Ahora no se trata de volver a lo que ya tiene otros significados, con contenidos culturales e historia potente de hechos e ideas. Ya no tiene sentido hablar en forma positiva de la dictadura ni de la censura, pero sí de limpiar el uso que en otras centurias se daba a ellas por sus valores para la república y el poder de las mayorías.

Tenemos que aprender por el camino que cuando Bolívar se pensaba dictador no lo hacía como un déspota sin controles sino como un salvador de la República. De la misma manera la dictadura del proletariado era un tránsito de máximo y concentrado poder de una clase para arribar a un sistema democrático y equilibrado.

La diferencia entre el poder de la ley y el poder de la censura sin límites es muy importante para nosotros, los del partido democrático popular, partido que existe hace más de 2 mil años.

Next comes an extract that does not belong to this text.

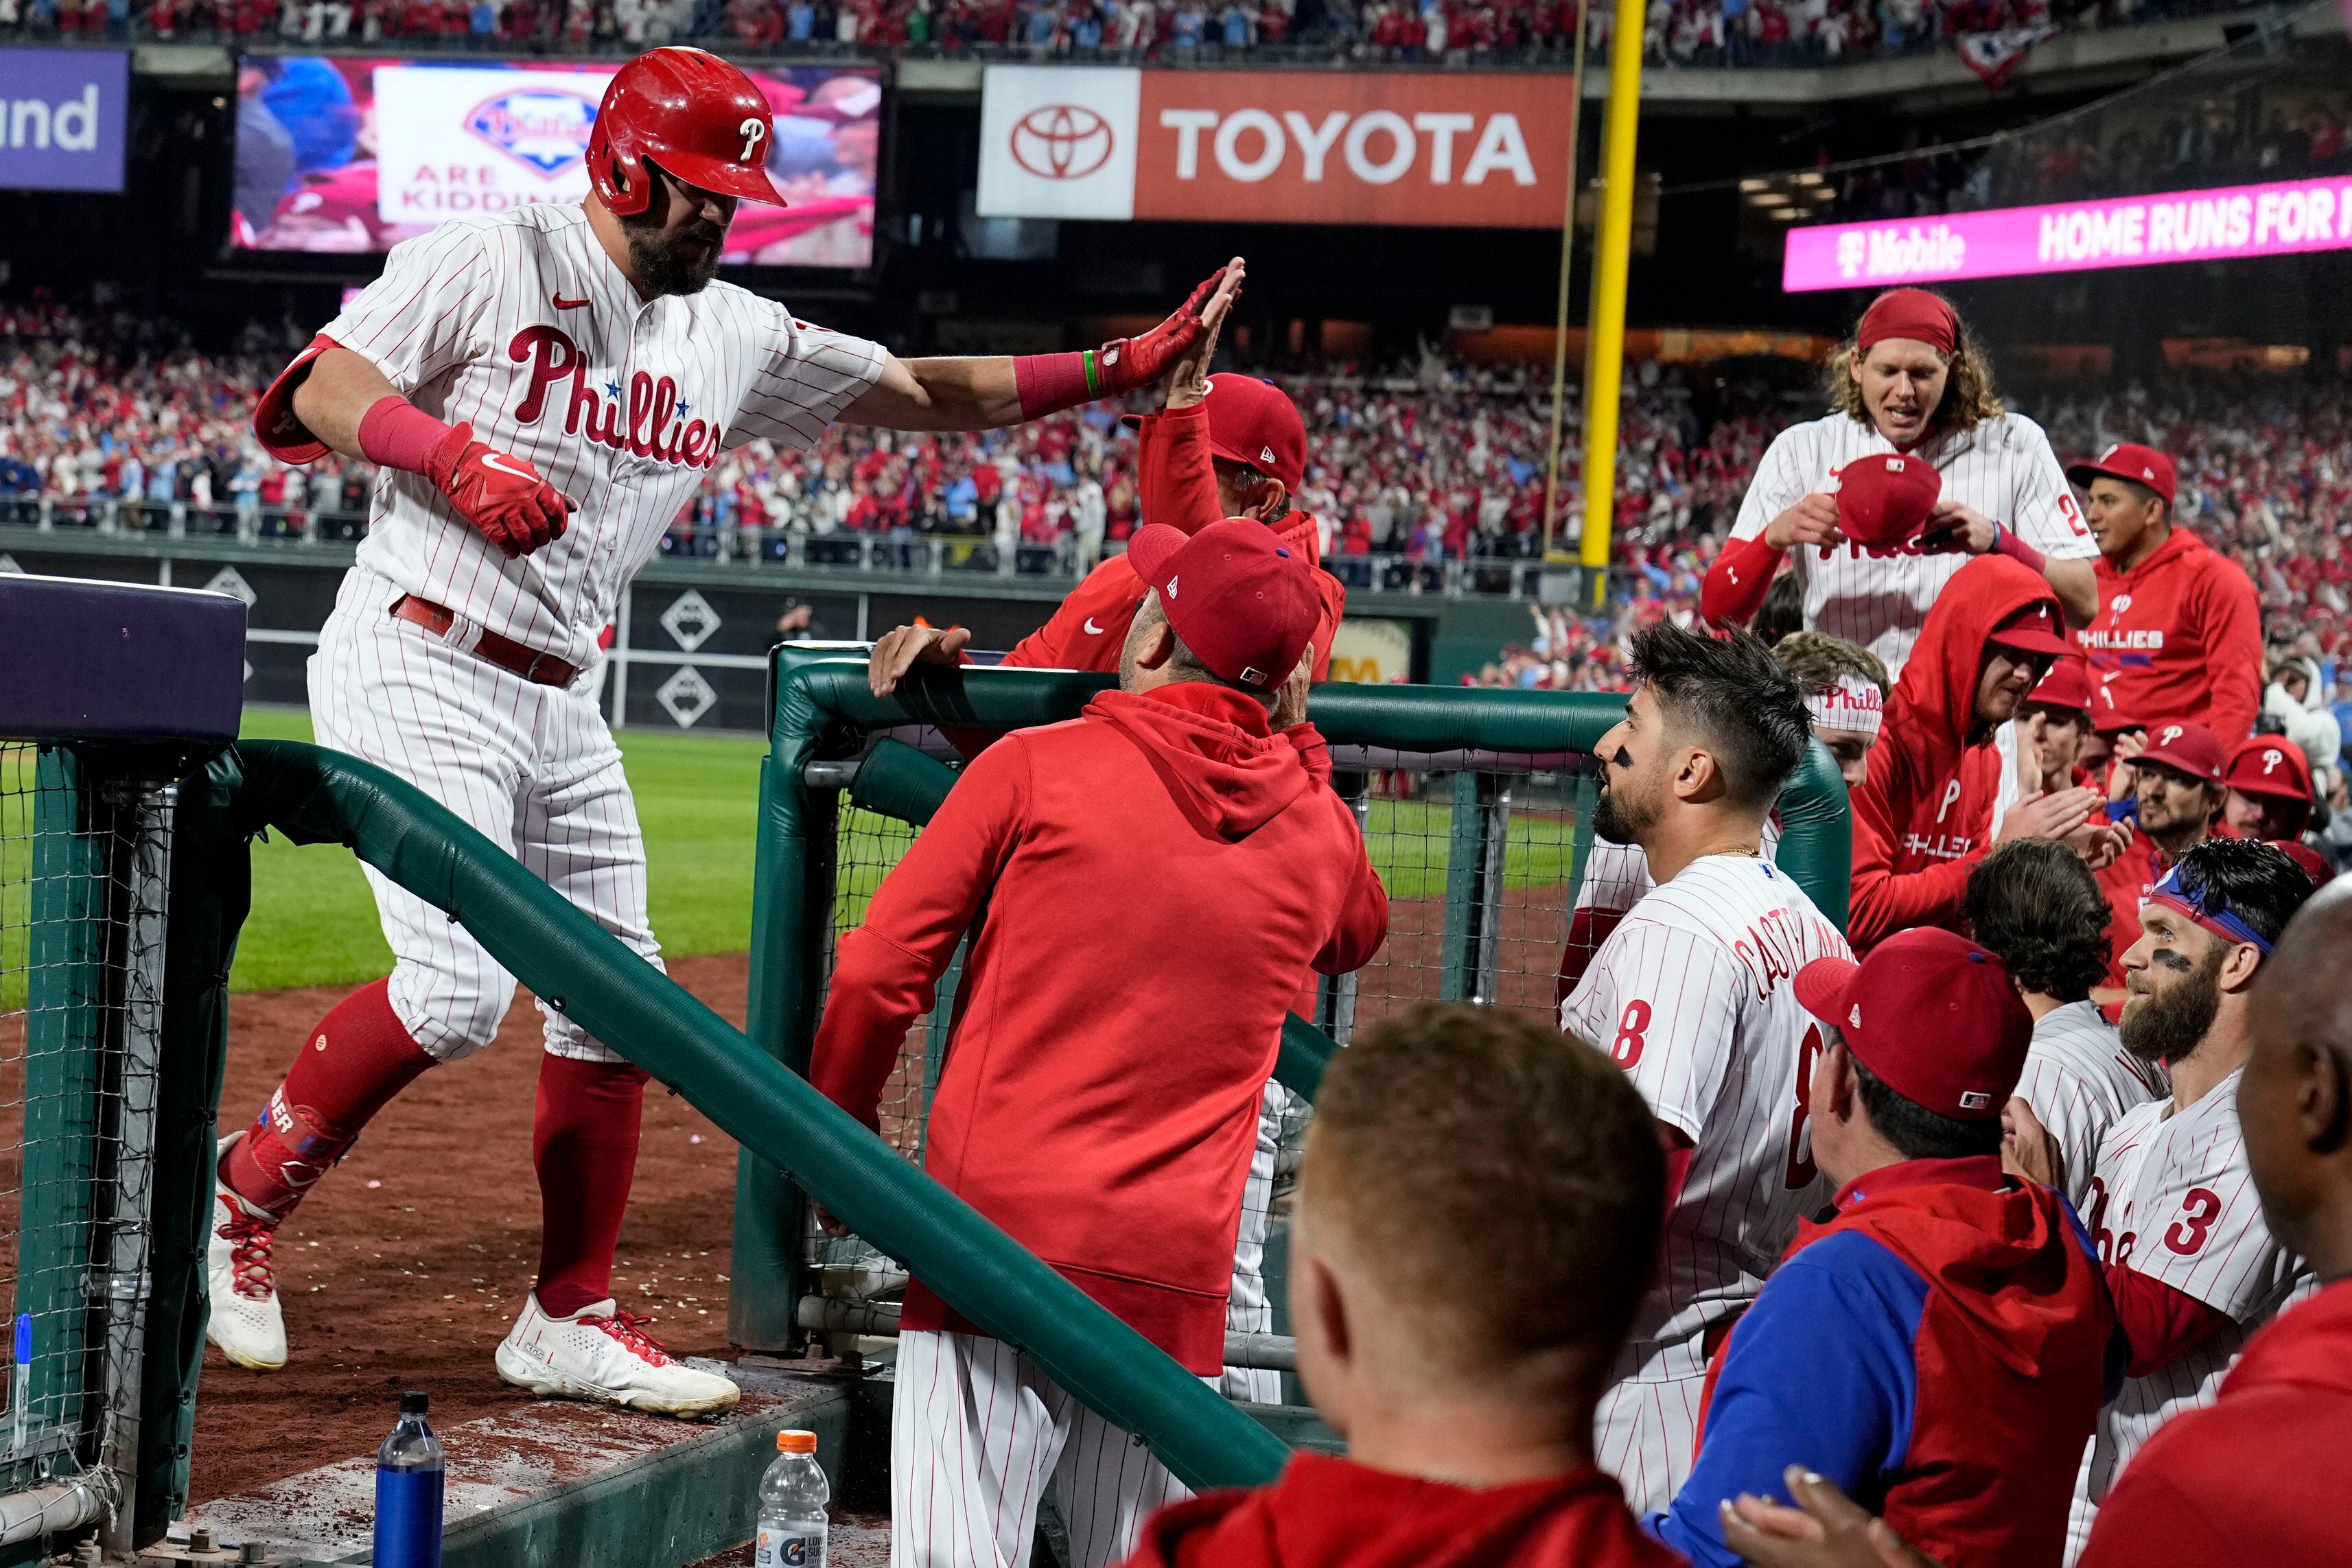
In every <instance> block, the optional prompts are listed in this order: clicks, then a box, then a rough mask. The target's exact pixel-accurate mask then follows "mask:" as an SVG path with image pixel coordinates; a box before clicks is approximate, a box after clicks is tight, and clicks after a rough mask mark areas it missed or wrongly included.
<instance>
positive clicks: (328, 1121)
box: [221, 980, 433, 1220]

Solo el pueblo, que manda, que ordena, pone y revoca, puede decidir, por el imperio que la ley da, qué se considera contrario al Derecho y a los valores sociales. No hay democracia sin libertad de expresión, lo que significa que no hay socialismo sin libertad de expresión. Pero también se debe conocer el límite de esta libertad, que solo puede estar en la ley y jamás en la decisión de un censor, y menos cuando este es anónimo, oculto, inalcanzable en su caseta divina.

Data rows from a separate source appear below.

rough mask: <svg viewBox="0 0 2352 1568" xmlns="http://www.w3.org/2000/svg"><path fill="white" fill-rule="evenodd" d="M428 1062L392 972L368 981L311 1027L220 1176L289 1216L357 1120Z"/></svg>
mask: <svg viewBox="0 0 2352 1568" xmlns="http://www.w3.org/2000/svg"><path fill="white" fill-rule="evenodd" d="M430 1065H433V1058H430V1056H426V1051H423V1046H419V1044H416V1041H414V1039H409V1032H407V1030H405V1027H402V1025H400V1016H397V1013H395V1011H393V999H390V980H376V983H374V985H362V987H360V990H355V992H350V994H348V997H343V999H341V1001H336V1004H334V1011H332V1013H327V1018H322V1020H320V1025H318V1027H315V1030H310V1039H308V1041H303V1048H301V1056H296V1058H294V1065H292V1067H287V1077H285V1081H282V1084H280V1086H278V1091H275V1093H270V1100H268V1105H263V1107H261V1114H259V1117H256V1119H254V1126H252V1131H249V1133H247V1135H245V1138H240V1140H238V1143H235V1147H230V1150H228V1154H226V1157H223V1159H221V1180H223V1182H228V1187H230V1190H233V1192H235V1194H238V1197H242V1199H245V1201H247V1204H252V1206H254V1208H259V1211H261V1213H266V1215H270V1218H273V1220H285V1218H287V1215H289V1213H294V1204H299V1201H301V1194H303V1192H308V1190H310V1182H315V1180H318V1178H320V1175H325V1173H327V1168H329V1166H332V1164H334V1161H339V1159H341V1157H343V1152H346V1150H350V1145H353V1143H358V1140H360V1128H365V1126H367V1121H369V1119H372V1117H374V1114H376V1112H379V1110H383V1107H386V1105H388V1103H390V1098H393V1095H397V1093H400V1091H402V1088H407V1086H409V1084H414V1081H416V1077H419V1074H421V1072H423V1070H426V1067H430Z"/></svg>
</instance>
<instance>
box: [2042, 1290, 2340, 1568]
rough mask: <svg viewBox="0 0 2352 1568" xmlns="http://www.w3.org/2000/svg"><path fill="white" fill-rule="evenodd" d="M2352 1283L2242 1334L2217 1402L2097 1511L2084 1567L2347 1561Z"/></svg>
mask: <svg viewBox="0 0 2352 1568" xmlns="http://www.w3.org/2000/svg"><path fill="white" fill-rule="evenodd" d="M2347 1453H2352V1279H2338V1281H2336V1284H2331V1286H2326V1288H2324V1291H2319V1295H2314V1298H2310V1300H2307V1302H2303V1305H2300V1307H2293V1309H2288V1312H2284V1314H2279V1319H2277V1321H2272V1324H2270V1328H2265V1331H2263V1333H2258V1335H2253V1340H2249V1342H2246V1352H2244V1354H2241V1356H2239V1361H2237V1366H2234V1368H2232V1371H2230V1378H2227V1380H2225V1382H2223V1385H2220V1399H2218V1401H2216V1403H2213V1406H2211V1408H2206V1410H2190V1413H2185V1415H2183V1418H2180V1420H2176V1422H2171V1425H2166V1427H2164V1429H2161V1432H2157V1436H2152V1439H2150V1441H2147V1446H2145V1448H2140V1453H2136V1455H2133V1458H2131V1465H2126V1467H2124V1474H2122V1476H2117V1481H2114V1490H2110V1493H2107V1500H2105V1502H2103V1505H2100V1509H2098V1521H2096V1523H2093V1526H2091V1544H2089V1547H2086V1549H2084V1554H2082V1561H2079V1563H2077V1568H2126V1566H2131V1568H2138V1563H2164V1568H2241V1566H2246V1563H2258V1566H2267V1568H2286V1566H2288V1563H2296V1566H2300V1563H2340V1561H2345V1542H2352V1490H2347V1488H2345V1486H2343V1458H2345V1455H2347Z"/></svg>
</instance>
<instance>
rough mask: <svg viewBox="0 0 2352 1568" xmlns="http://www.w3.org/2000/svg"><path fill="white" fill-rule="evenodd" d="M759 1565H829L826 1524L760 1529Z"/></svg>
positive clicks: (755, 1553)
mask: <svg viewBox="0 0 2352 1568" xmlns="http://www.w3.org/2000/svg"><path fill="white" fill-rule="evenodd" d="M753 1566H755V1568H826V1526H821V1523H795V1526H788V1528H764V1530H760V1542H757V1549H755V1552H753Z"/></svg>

En la República nadie puede ser intocable, nadie debe estar fuera de la ley y nadie tiene derecho a ponerse por encima del pueblo, único soberano.

Debemos amar a la ley si ella ha sido obra de nosotros en la acción democrática. Ponerse contra la ley producida por el pueblo es un crimen. Enfrentar la censura que se arroga el derecho a decirnos qué es bueno y qué no es una obligación de la ciudadanía responsable.

Cuando la ley prohíbe no es esto censura, solo es un resultado de la vida en democracia, siempre y cuando hayamos participado de la hechura de la ley, de alguna manera.

Cuando un ser misterioso decide qué debemos oír, leer, observar, y no sabemos sobre la base de qué normas se realiza esta actividad, ni a quién responde quien asume este trabajo, entonces estamos ante la censura que nos agobia.

La libertad de expresión no puede ser censurada en la república democrática y menos en el camino hacia el socialismo. Cuando se prohíbe la ofensa, la humillación pública, las heridas al honor de otro u otra, la difamación, la calumnia, el perjurio, no se trata de censura, sino del rigor de la ley.

La ley ordena y transparenta, la censura difumina la responsabilidad e inclina la balanza hacia el poder y la jerarquía burocrática.